Dari data APJII, Saya mencoba menjumlahkan prosentase dari rentang usia yang masuk sebagai calon pemilih (17 tahun ke atas) dan menghitung reratanya. Ternyata, dari 185.732.093 calon pemilih yang terdaftar di BPS, penetrasi internet pada usia pemilih hanya sekitar 55,8% atau sekitar 103,64 juta calon pemilih. Sisanya, sekitar 82,1 juta calon pemilih belum terpapar internet. Ketimpangan akses tersebut diperparah dengan kenyataan lebih dari setengah pengguna internet (55%) berada di pulau Jawa. 45% sisanya tersebar di beberapa kota besar di Sumatera, Kalimantan, Sulawesi, Bali, Papua.

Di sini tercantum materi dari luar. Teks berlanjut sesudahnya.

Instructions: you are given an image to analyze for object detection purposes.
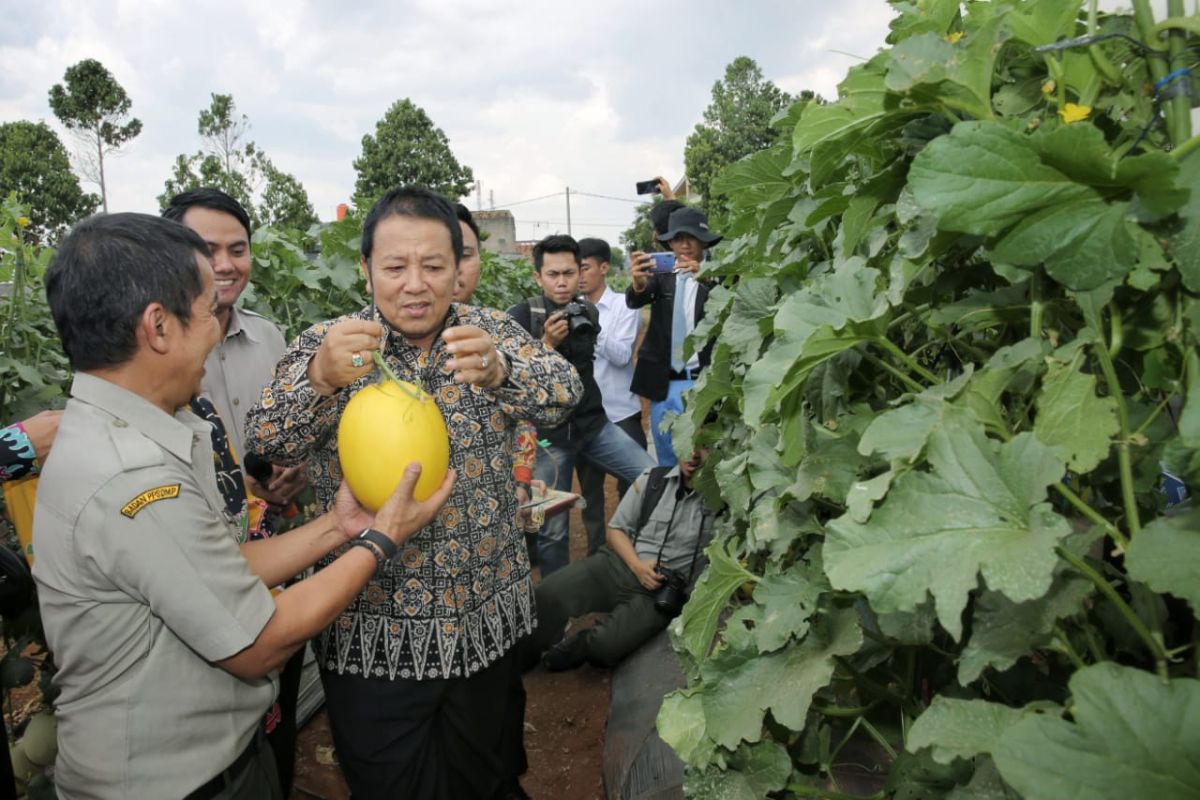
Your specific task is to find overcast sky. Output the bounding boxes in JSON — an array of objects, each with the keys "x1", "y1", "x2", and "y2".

Kondisi ketimpangan ini sangat besar angkanya untuk diabaikan. Jika KPU tetap pada rencananya, maka mereka harus mencari alternatif kampanye digital yang tidak semata tergantung pada akses internet. Penggunaan televisi, video tron, atau media publikasi digital sejenis bisa dijadikan alternatif lainnya. Tentu saja konsekuensi berikutnya adalah soal pembuatan aturan dan anggaran pengadaan media kampanye digital yang kemungkinan besar akan mengundang kontroversi di masyarakat.
Ironi pencitraan
Hal lain yang perlu diperhatikan juga adalah soal pemanfaatan media untuk mendulang popularitas. Popularitas, dalam hal ini (saya merujuk pada pendekatan popular culture) terkait segala hal yang dibesarkan oleh media. Itulah sebabnya, kita bisa membedakan pengaruh kiai pesantren dan “ustaz seleb” dari cara membesarkan pengaruhnya. Tanpa media, kiai pesantren punya banyak pengaruh di dunia nyata, tetapi “ustaz seleb” tak banyak pengaruhnya di dunia nyata tanpa bantuan media.

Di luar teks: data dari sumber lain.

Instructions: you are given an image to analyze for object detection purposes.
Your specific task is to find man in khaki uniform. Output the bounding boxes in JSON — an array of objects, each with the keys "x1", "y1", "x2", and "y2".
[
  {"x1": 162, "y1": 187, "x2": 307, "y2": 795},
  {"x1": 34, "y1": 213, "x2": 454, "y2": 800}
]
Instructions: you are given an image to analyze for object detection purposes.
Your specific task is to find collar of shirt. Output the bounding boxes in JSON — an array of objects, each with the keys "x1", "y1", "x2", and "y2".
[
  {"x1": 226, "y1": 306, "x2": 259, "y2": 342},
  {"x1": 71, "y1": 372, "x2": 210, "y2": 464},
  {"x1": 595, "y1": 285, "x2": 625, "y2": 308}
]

Dalam situasi “normal”, kenaikan popularitas tidak menjamin naiknya elektabilitas. Popularitas bisa menjadi pendongkrak elektabilitas apabila masuk menjawab “kebutuhan” emosional calon pemilih. Pada posisi ini, derajat popularitas naik menjadi ekseptabilitas (acceptable). Popularitas yang ekseptabel umumnya disebabkan kedekatan antara “image” dengan “reality” atau istilah lainnya “bukan pencitraan”. Dengan diberlakukannya kampanye digital, proses ekseptabilitas calon pemilih akan dikompensasi sepenuhnya dalam dimensi image alias pencitraan.
Calon pemilih nantinya hanya mengadalkan kemelekan mereka pada media (media literacy), sehingga bisa kritis memfilter pencitraan-pencitraan yang terpapar kepadanya. Akan tetapi, kondisi media literacy masyarakat kita cukup memprihatinkan. Para kandidat “nakal” akan dengan dengan leluasa memborbardir media dengan konten-konten pencitraan bahkan dengan cara-cara jahat seperti memfitnah, berbohong, memanipulasi fakta, dan sebagainya.
Lebih jauh, kampanye digital akan menjadi ajang pencitraan tanpa perlu “capek-capek” diburu oleh keinginan publik untuk cek lapangan. Kondisi semacam ini akan berbahaya karena KPU akan dianggap memberikan peluang memaklumi kejahatan digital. KPU perlu menyiapkan dua sisi literasi baik dari calon pemilih dan kandidat.
Melihat tantangan yang akan dihadapi KPU dalam pelaksanaan kampanye digital, ada baiknya wacana tersebut segera digulirkan agar masyarakat ikut terlibat memberikan masukan. KPU perlu menyiapkan mekanisme komunikasi publik yang tepat dalam menyampaikan rencana tersebut. Sehingga, niatan KPU memastikan sistem pilkada demokratis di masa pandemik tidak malah menjadi kontra produktif diakibatkan ketidaktepatan penyampaian informasi publik, seperti yang dialami pemerintah dalam penanganan Covid-19.